Pentagon spokesperson Clarke said U.S. forces have reports about the "general whereabouts" of Mullah Omar, but would not say whether he was believed to have fled the city.
"We have some pretty good confidence that if Omar, UBL [Osama bin Laden], or any of the senior leadership comes under the control [of opposition forces], they will be handled in a way we will be happy with," she said.
Karzai said a general amnesty had been extended to "common Taliban," allowing them to return to their homes, but Omar would have to face the consequences of his failure to renounce terrorism.
"If there is evidence against him, he must face justice," he told AFP. "I've been asking him for the past month to renounce terrorism and condemn the brutalities that terrorism committed in Afghanistan, the United States and the rest of the world. He did not do that. Last night was his last chance before the transfer of power to do that."
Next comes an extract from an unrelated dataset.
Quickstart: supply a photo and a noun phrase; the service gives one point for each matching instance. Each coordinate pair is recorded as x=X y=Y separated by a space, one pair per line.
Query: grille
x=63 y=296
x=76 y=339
The United States has made it clear it would not accept any deal that enabled Omar or other senior Taliban leaders to walk free.
Omar is regarded as the principal protector of bin Laden, believed by Afghan opposition commanders to be on the run in the mountainous Tora Bora region of eastern Afghanistan.
U.S. Defense Secretary Donald Rumsfeld said Thursday the fall of Kandahar would narrow the focus of the U.S. campaign to the fortified caves in eastern Afghanistan where local tribal forces backed by U.S. warplanes are hunting for bin Laden.
Opposition commander Haji Mohammad Zaman, who is leading the search for bin Laden, said Friday that the Saudi dissident accused by the U.S. of masterminding the deadly September 11 attacks on New York and outside Washington was in the Tora Bora area.
"He is here," Zaman told an AFP reporter on the front lines around Melawa mountain, south of the eastern Afghanistan city of Jalalabad.
Al-Qaeda fighters were putting up fierce resistance in the area on Friday, blasting anti-Taliban positions with mortars from their mountain hideouts.